Les marchés d’actions ont réservé quelques surprises au premier trimestre 2025. En effet, après avoir fait du surplace en 2024, les actions européennes (suisses comprises) ont soudainement été très convoitées, alors que leurs consœurs américaines, en particulier les poids lourds de la technologie et de la communication, comme Alphabet, Nvidia ou Apple, aussi surnommés les «Sept Magnifiques», ont perdu les faveurs des investisseuses et des investisseurs. Ce désintérêt n’est pas dû à de mauvais résultats commerciaux, car les entreprises, à l’exception de Tesla, ont présenté des chiffres très satisfaisants. C’est plutôt le lancement du modèle d’IA chinois DeepSeek, à la fois avantageux et performant, qui a fait naître des doutes quant à la suprématie des géants de la tech US, laquelle pourrait bientôt être remise en question. Tout comme les besoins en investissements des centres de données, qui ne sont peut-être pas aussi élevés qu’on ne le supposait jusqu’ici. Le secteur technologique dans son ensemble est soumis à une forte pression. Les «Sept Magnifiques» ont ainsi perdu 18,2% au premier trimestre, ce qui a entraîné une baisse généralisée du marché américain (-6,8%).
En début d’année, les investisseuses et les investisseurs s’attendaient à ce que les actions américaines continuent sur leur bonne lancée, soutenues par les baisses d’impôts, la déréglementation et les aides publiques. Mais la donne a changé avec le conflit commercial et ses conséquences imprévisibles. Les dépenses publiques ont diminué, notamment sous l’effet des licenciements opérés dans l’administration (sur décision du DOGE) et des incertitudes grandissantes concernant la future politique américaine.
Les capitaux qui ont reflué des États-Unis ont manifestement été investis en Europe. En Allemagne, le frein à l’endettement a été desserré après les élections. Les marchés d’actions européens ont largement salué cette mesure, car les perspectives bénéficiaires de nombreuses entreprises se sont nettement améliorées grâce aux investissements considérables prévus dans l’infrastructure et l’armement. Au premier trimestre, les actions européennes ont gagné 7,6% et les actions suisses, pas moins de 8,6%.
Perspectives et positionnement
L’introduction de vastes droits de douane par l’administration Trump est lourde de conséquences pour l’économie mondiale et les marchés financiers. L’impact de ces mesures est pour l’instant encore difficile à évaluer. Les taxes douanières entravent fortement l’expansion de l’économie, attisent l’inflation et renforcent l’inquiétude sur les marchés financiers. En fonction de sa durée et de son ampleur, le conflit commercial aura une influence plus ou moins forte sur la croissance, les dépenses d’investissement, la consommation, l’inflation et la politique monétaire.

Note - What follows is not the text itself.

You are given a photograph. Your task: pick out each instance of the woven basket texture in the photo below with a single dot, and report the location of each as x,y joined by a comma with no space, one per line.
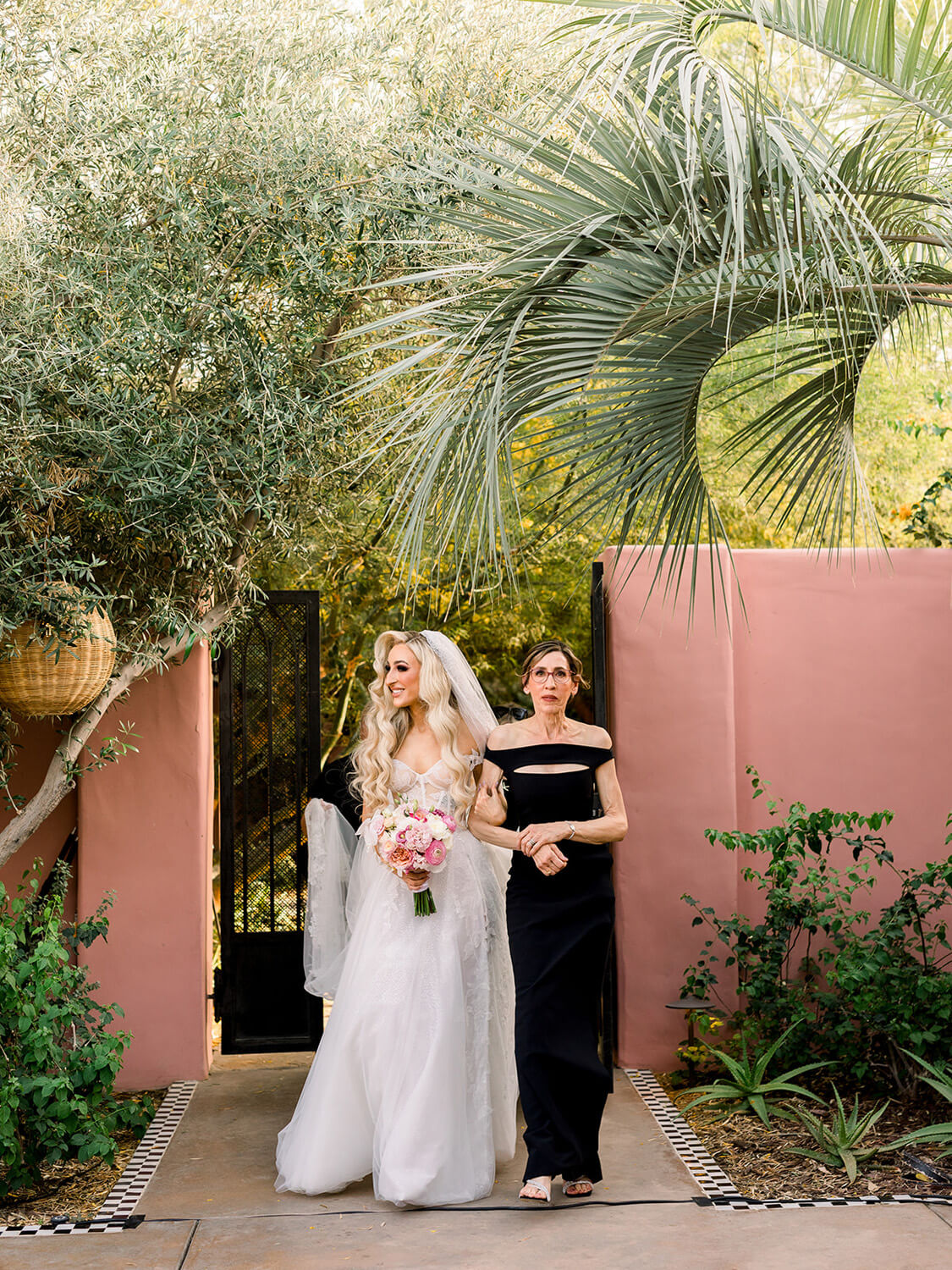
36,685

Dans notre scénario de base pour les trois à six prochains mois, nous partons du principe que les incertitudes liées aux droits de douane affaibliront la propension à investir et à consommer. Sur cette toile de fond, nous pensons que la croissance de l’économie mondiale sera plus faible que prévu en cas de grave conflit commercial, avec toutefois des disparités régionales. Les économies asiatiques, comme la Chine et le Vietnam, sont touchées de plein fouet, tout comme les États-Unis d’ailleurs.
Les droits de douane annoncés pourraient raviver l’inflation, car ils augmentent les prix à l’importation. Dans ce contexte, les taux d’inflation pourraient se révéler globalement plus tenaces que prévu et afficher une tendance haussière à court terme. L’inflation de base reste supérieure aux objectifs des banques centrales, notamment aux États-Unis, dans la zone euro, au Japon et en Grande-Bretagne. Deux pays font exception: la Suisse, où l’inflation se situe dans la fourchette basse, et la Chine, où elle est inférieure à l’objectif de la banque centrale.
Les cycles de baisse des taux d’intérêt amorcés par les principaux instituts d’émission seront fortement influencés par le conflit commercial. De nouvelles réductions de taux directeurs sont attendues en cas de fort ralentissement de la dynamique économique. Les gardiens de la monnaie sont ainsi confrontés à un difficile exercice d’équilibre.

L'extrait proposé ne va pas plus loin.